Nos últimos anos, a Internet deu asas a pessoas revoltosas capazes dos crimes mais bárbaros apenas por estarem acobertados por um aparente anonimato – o direito deu lugar ao “vale-tudo” e à refiguração da lei de talião. Parece que a liberdade de expressão se sobrepõe abusivamente aos direitos à privacidade, à intimidade, à honra, à imagem e à reputação. Aplicativos como o Lulu, AskSecret e perfis falsos criaram um ambiente propício ao cyberbullying e às mais variadas práticas de crimes contra honra, tipificadas no Código Penal (capítulo V).

Pode parecer exagero tratar o assunto de forma tão séria, mas pesquisas mostram o contrário. Em 2017, o jornal Estadão publicou uma pesquisa que mostrava que 1 em cada 4 crianças já havia sofrido bullying na internet. Houve também o caso da influencer Aline Araújo, que se suicidou após sofrer “linchamento virtual” na internet.

 Cada meio de comunicação (rádio, televisão, telefone) trouxe dificuldades diferentes. O mesmo ocorre com a Internet. Existem peculiaridades que devem ser consideradas no enfrentamento de ilícitos virtuais – o Direito Digital nasceu com a missão de solucionar essas questões e tratar das peculiaridades dessa nova ferramenta.

Por sua vez, os direitos da personalidade tratados na Constituição continuam invioláveis e embasam todo o ordenamento jurídico e, portanto, a sua violação deve ser exemplarmente punida (quem causar o dano deve repará-lo); e em casos praticados por menores, os pais ficam responsáveis pela reparação civil (Art. 927, 932, CC).

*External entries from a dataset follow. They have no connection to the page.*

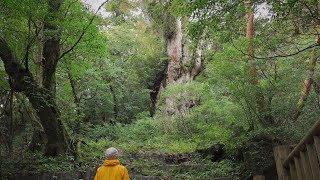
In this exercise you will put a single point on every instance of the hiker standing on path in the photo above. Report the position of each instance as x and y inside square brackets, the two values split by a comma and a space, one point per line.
[111, 168]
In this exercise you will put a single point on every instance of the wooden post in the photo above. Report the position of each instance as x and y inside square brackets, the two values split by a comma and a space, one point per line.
[280, 154]
[298, 168]
[306, 165]
[259, 177]
[293, 172]
[317, 145]
[312, 154]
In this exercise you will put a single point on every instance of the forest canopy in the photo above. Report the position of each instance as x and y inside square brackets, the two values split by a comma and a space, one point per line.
[173, 78]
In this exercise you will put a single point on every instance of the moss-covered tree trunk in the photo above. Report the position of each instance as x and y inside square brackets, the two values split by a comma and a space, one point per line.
[41, 96]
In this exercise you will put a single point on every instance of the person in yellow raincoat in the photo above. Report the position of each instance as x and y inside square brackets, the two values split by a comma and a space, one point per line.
[111, 168]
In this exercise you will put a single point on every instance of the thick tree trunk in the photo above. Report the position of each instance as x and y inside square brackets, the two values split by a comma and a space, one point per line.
[183, 67]
[40, 98]
[306, 87]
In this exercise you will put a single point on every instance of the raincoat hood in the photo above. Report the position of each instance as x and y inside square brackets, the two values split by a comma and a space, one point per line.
[112, 162]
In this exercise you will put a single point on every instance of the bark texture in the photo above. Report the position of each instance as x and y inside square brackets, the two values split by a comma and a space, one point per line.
[183, 66]
[42, 99]
[51, 48]
[307, 84]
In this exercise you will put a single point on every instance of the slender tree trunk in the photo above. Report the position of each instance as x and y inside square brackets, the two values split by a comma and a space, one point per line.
[115, 104]
[51, 48]
[306, 87]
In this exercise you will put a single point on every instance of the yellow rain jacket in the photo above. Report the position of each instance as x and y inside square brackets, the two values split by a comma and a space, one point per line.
[112, 170]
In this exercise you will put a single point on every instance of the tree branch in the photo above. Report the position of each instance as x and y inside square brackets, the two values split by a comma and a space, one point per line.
[277, 56]
[83, 32]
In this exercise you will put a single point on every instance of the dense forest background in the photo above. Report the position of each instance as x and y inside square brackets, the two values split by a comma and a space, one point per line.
[156, 77]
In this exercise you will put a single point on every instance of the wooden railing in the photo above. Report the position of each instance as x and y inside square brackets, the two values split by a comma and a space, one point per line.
[301, 163]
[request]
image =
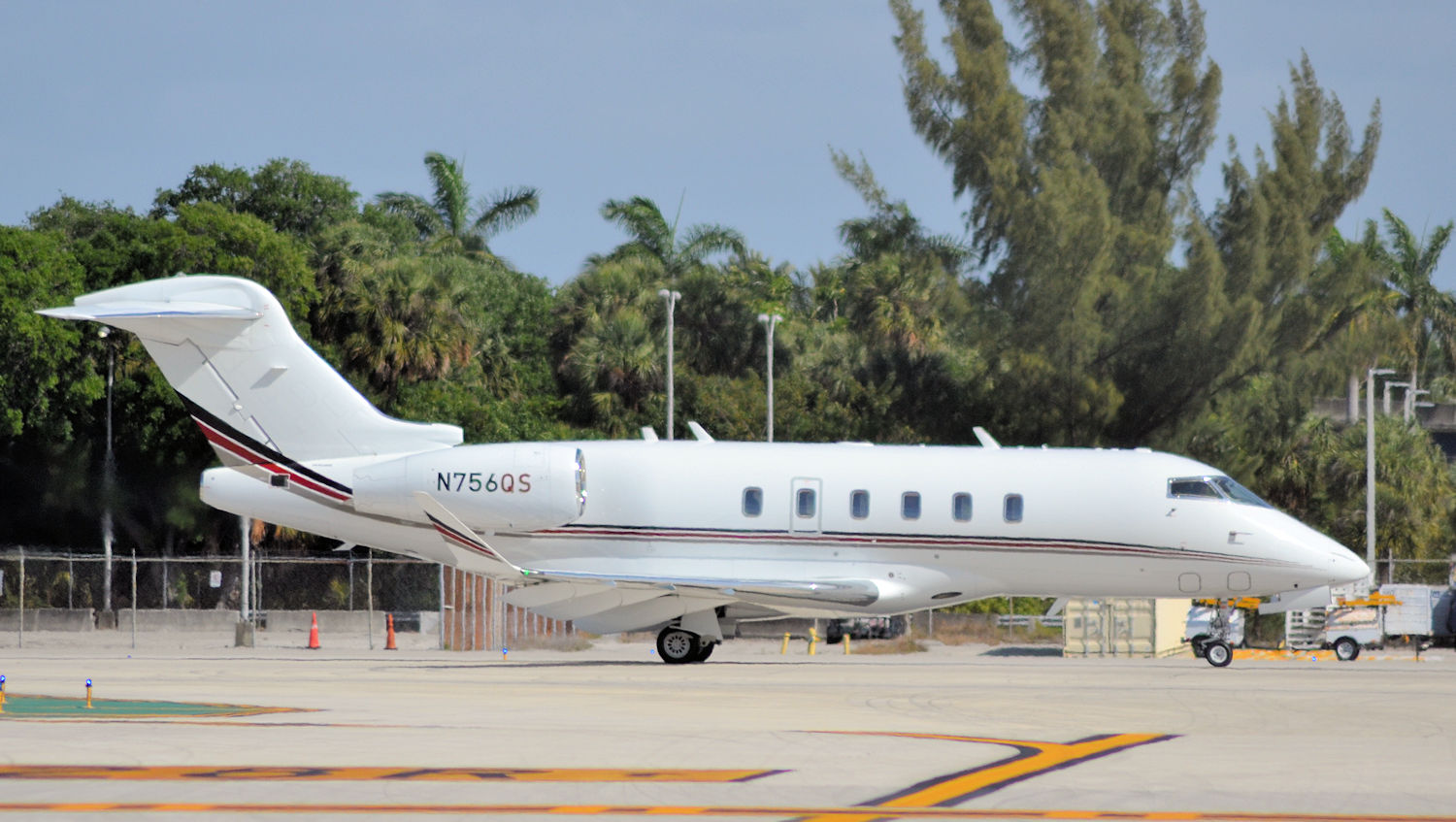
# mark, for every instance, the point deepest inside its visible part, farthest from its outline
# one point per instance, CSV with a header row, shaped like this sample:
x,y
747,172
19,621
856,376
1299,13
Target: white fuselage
x,y
1098,522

Ademais, além do enquadramento constitucional civil e penal de alguns ilícitos, temos também outras legislações específicas aplicáveis, como a Lei Federal 13.185/15, que determina que fica configurado o cyberbullying quando a internet for utilizada para depreciar, incitar a violência, adulterar fotos e dados pessoais com o intuito de criar meios de constrangimento psicossocial; e também o Marco Civil da Internet (Lei 12.965/2014), que estabelece princípios, garantias e deveres para uso da internet, visando promover o uso responsável desta ferramenta tecnológica.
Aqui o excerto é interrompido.